Which is not to imply she’s unaware of the trend in famous offspring entering the business. “I do joke with my celebrity friends, ‘Everybody is a designer,’ and I do joke, ‘Don’t you try it! Don’t you step on my toes!’”

McCartney emphasized her own well-known mother, who died in 1998, represents the look she has tried to convey since her first collection at Central Saint Martins in 1995. “It was an attitude. I always say that our brand is naturally sexy and naturally confident and modern, and the natural word is very important to us,” said McCartney, who wears little makeup and noted her mother eschewed it as well. “At the same time, you know, I was hugely influenced by my dad’s Savile Row suits,” McCartney said.

So much so that she took tailoring lessons in the evenings from a Savile Row designer while still in school. Thereafter, McCartney said, she even dabbled in editorial at Vogue (“I knew I didn’t want to do that”) as well as public relations (“I knew I definitely didn’t want to do that”).
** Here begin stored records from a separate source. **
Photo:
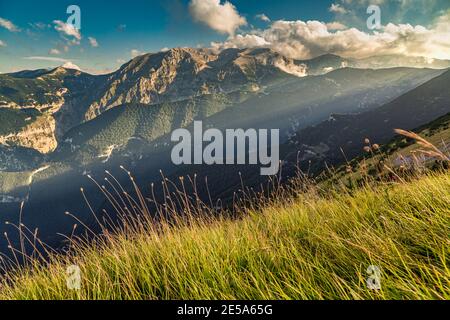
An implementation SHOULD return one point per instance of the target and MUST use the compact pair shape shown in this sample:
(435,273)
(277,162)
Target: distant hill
(323,142)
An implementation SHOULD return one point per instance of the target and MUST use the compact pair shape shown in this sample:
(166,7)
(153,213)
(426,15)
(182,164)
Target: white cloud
(134,53)
(70,65)
(337,8)
(242,41)
(53,59)
(67,30)
(93,42)
(262,17)
(336,26)
(54,51)
(8,25)
(223,18)
(302,40)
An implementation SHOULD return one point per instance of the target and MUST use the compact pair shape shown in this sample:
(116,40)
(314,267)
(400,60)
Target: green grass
(309,246)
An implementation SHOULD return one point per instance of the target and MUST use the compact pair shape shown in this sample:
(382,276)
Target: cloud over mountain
(223,18)
(306,39)
(67,29)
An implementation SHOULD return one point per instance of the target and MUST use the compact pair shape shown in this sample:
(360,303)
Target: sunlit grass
(305,247)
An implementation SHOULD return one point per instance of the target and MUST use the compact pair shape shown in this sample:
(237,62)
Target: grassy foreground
(310,247)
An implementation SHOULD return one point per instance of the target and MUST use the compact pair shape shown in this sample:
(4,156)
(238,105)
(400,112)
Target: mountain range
(59,126)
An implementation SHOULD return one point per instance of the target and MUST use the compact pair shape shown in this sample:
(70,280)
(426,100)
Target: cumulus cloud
(66,29)
(134,53)
(223,18)
(302,40)
(262,17)
(337,8)
(54,51)
(8,25)
(53,59)
(93,42)
(336,26)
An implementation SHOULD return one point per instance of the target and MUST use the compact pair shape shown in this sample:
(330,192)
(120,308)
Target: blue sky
(29,40)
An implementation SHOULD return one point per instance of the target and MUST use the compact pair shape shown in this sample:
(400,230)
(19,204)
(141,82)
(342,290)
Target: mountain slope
(409,111)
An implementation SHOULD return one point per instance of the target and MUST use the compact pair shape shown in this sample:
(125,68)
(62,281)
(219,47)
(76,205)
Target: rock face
(38,135)
(66,98)
(183,73)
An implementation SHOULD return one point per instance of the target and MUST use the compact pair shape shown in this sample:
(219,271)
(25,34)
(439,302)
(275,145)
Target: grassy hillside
(304,247)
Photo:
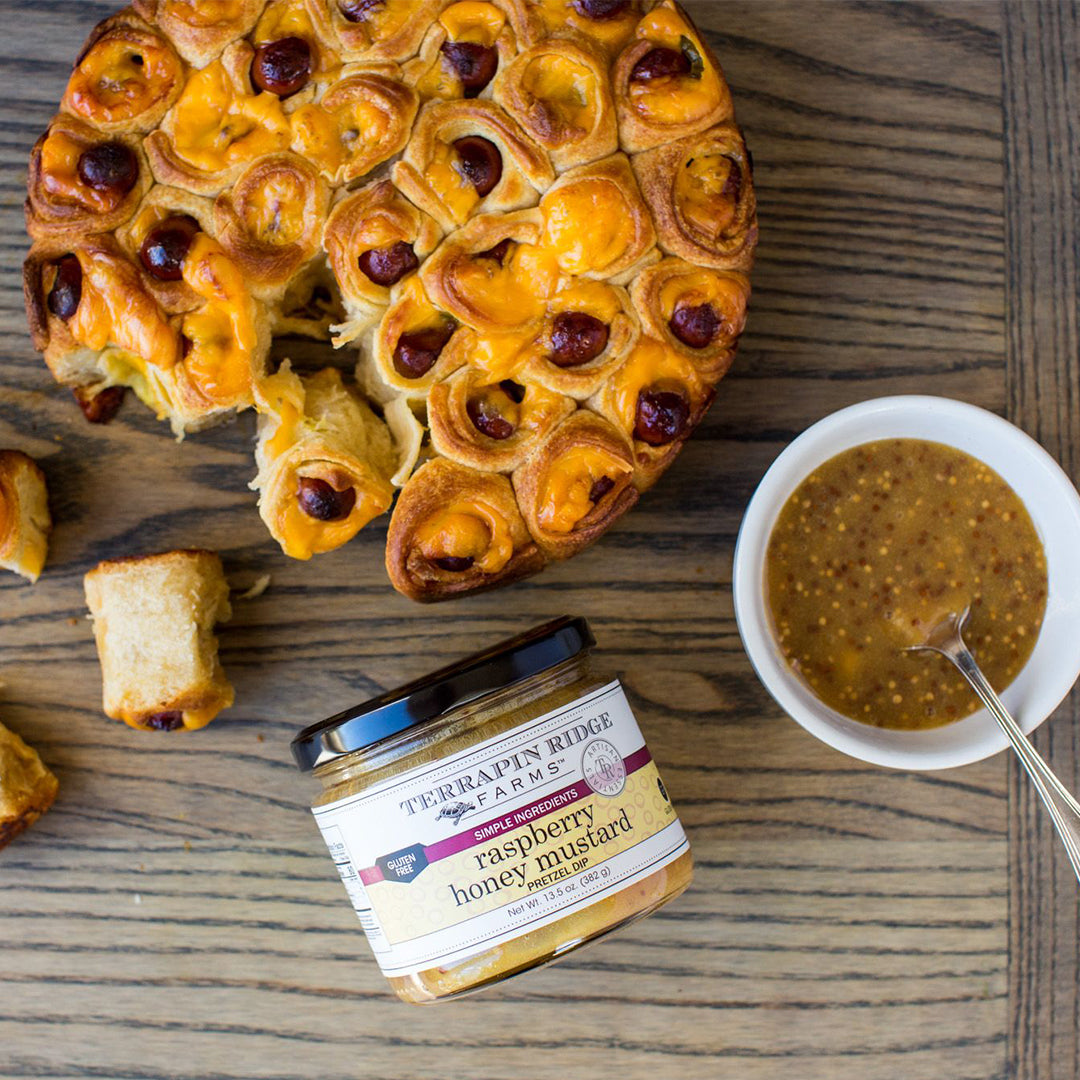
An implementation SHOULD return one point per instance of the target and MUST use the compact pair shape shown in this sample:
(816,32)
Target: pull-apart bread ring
(694,311)
(596,223)
(271,221)
(466,46)
(576,484)
(81,180)
(559,93)
(491,424)
(469,158)
(324,459)
(531,219)
(126,78)
(701,194)
(153,623)
(656,400)
(374,239)
(457,530)
(200,29)
(25,523)
(667,83)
Indeed, with her talk being live streamed to fashion students, McCartney said that beyond her number-one credo — hard work — adaptability is key to doing well in what she called “a fickle business.”

“You have to believe in yourself, you have to be talented and if you don’t think you’re in the right area of the industry, don’t be afraid to change directions,” she said. Regarding her own penchant for following her gut when it comes to collaborations, McCartney remarked that a certain humility is valuable, too: “I would say hardly anyone knows of Stella McCartney, really. I once got told by a friend of mine that nobody else really cares as much as you do about yourself.”

As for a perennial question — whether she will design men’s wear, given that Savile Row background — McCartney told the audience she is considering it, increasingly since so many people seem to inquire about it. “I’ve always said I don’t want to be a huge brand, but as time goes by, we’re sort of slowly moving…,” McCartney trailed off. “I’d like it to build, build brick on brick. I think that I would like the brand to still be here in the future. I would like it to build on the foundations we have now, the same belief system. I want to build a strong, dedicated clientele of women who really love the brand.”